また、ご自身の悩みを整理したい・ストレス(メンタル不調)の原因を特定して、改善していきたいという場合には、カウンセラーがいいかと思います。

【ノースライム】 最後に、このnoteを見ている弁護士になにかメッセージがありましたらお願い致します。

【三浦先生】 弁護士は、先ほど言及した若手や経営者の先生に限らず、仕事の性質上、どなたでもメンタル不調になるリスクが高いです。もし仕事や生活で調子が悪いと感じている先生方は、まずは上記で紹介したストレスチェック等を使いセルフチェックをしてみることがおすすめです。
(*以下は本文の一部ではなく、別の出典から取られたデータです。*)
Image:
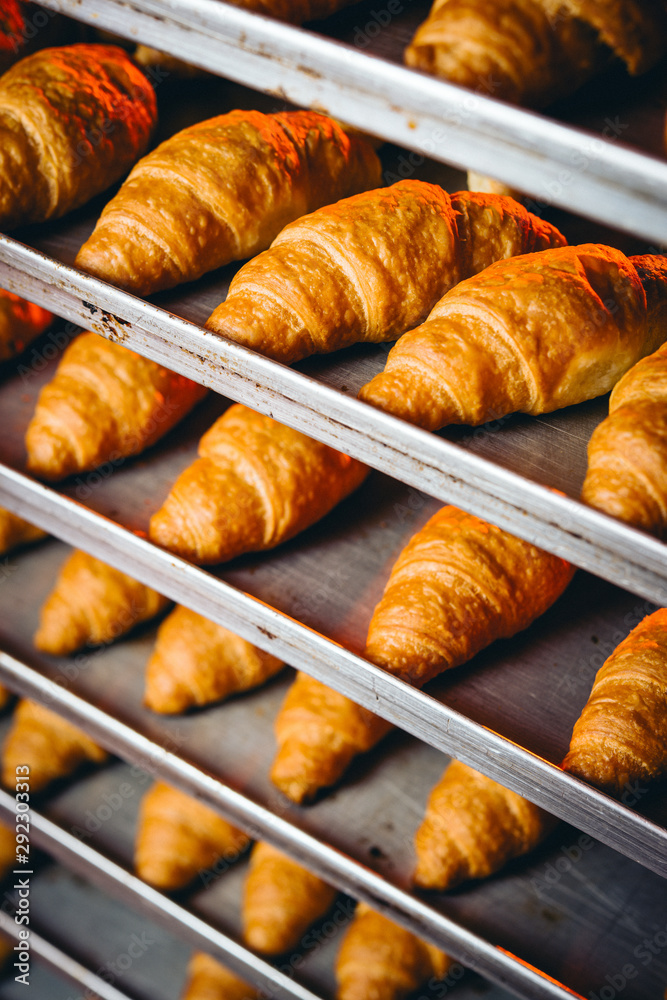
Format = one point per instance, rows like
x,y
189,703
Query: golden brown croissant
x,y
627,454
105,403
319,732
535,51
178,836
621,736
15,531
72,121
378,960
458,585
20,323
46,744
92,603
255,484
531,334
281,900
196,662
472,827
208,979
220,191
370,267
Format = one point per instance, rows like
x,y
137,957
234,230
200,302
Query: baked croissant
x,y
47,744
378,960
196,662
319,732
178,836
281,900
255,484
72,121
104,404
208,979
458,585
472,827
20,323
220,191
370,267
92,604
15,531
621,736
531,334
627,454
533,52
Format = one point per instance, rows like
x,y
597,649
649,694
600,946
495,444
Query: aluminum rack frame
x,y
604,180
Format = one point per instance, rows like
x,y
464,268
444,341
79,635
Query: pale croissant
x,y
20,323
472,827
378,960
178,836
620,738
72,121
196,662
209,979
370,267
91,604
535,51
281,899
48,745
221,190
627,454
531,335
255,484
104,404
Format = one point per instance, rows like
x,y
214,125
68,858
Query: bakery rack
x,y
480,472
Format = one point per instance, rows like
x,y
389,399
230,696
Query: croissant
x,y
255,484
92,604
178,836
627,454
534,52
472,827
531,334
370,267
621,736
72,121
210,980
319,732
15,531
104,404
220,191
281,900
378,960
196,662
46,744
20,323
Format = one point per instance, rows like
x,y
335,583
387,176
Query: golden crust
x,y
178,836
72,121
472,827
620,736
531,334
196,662
105,403
91,604
256,484
220,191
369,267
281,900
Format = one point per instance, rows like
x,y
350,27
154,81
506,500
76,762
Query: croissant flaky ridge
x,y
72,121
531,335
370,267
221,190
255,484
620,738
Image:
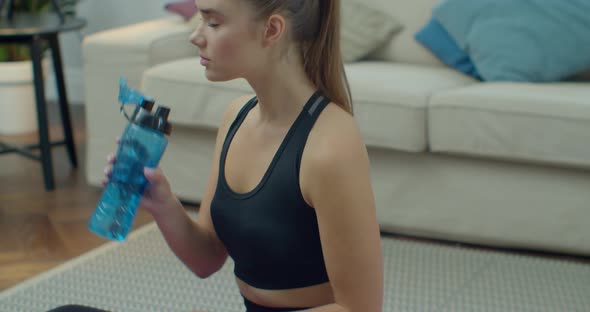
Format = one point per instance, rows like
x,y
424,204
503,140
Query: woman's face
x,y
227,39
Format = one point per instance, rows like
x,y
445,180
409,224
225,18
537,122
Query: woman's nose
x,y
197,39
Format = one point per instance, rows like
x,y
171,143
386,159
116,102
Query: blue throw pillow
x,y
436,39
520,40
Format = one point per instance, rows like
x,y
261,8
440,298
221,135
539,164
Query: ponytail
x,y
316,26
323,58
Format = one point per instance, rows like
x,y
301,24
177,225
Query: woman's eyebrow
x,y
209,11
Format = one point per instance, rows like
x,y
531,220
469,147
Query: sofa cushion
x,y
403,47
364,29
390,100
194,101
185,8
547,123
142,43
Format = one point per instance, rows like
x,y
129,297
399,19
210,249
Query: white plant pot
x,y
18,113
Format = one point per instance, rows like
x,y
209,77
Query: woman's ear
x,y
274,30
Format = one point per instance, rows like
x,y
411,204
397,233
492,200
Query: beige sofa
x,y
499,164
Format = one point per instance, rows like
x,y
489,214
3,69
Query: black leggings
x,y
253,307
250,307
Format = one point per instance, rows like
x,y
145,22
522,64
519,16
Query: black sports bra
x,y
271,233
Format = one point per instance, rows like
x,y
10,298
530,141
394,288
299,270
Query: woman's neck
x,y
282,90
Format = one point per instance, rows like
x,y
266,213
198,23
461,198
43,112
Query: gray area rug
x,y
142,274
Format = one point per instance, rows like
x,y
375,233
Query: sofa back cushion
x,y
413,15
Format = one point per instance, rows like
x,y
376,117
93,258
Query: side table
x,y
33,30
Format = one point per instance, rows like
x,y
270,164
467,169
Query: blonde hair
x,y
316,26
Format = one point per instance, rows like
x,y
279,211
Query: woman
x,y
289,195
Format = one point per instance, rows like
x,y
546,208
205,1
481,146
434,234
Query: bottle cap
x,y
158,121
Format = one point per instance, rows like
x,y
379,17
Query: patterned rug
x,y
143,275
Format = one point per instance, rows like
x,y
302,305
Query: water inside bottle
x,y
119,201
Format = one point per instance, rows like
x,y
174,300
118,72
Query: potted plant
x,y
17,102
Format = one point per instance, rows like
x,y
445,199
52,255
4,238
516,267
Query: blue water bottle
x,y
142,145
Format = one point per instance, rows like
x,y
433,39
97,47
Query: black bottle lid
x,y
158,121
161,116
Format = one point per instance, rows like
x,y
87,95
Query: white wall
x,y
100,15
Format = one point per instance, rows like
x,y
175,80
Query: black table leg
x,y
63,99
44,145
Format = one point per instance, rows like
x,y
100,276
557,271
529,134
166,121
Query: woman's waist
x,y
308,296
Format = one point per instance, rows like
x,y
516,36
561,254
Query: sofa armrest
x,y
147,43
127,51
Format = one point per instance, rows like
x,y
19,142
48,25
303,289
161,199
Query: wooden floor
x,y
39,229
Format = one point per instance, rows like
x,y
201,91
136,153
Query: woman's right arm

また、他の先生方も悩みながら日々の業務をこなされていることが多いと思いますので、知り合いの先生に悩みを相談してみることから、メンタル不調対策を始めてはいかがでしょうか。時には、医師やカウンセラー等の専門家に頼るのが効率的にメンタル不調を解決する術になります。

先生方が依頼者に思うときがあるように、医師やカウンセラーもなるべく早く相談に来てほしいと思っているようです。そのため、メンタルに不調を感じた際は、専門家に相談することを選択肢の一つとして念頭に置いていただけると困ったときの助けになります。

【ノースライム】 なるほど。

【ノースライム】 本日はありがとうございました!

【三浦先生】 こちらこそ貴重な機会をいただきまして、ありがとうございました!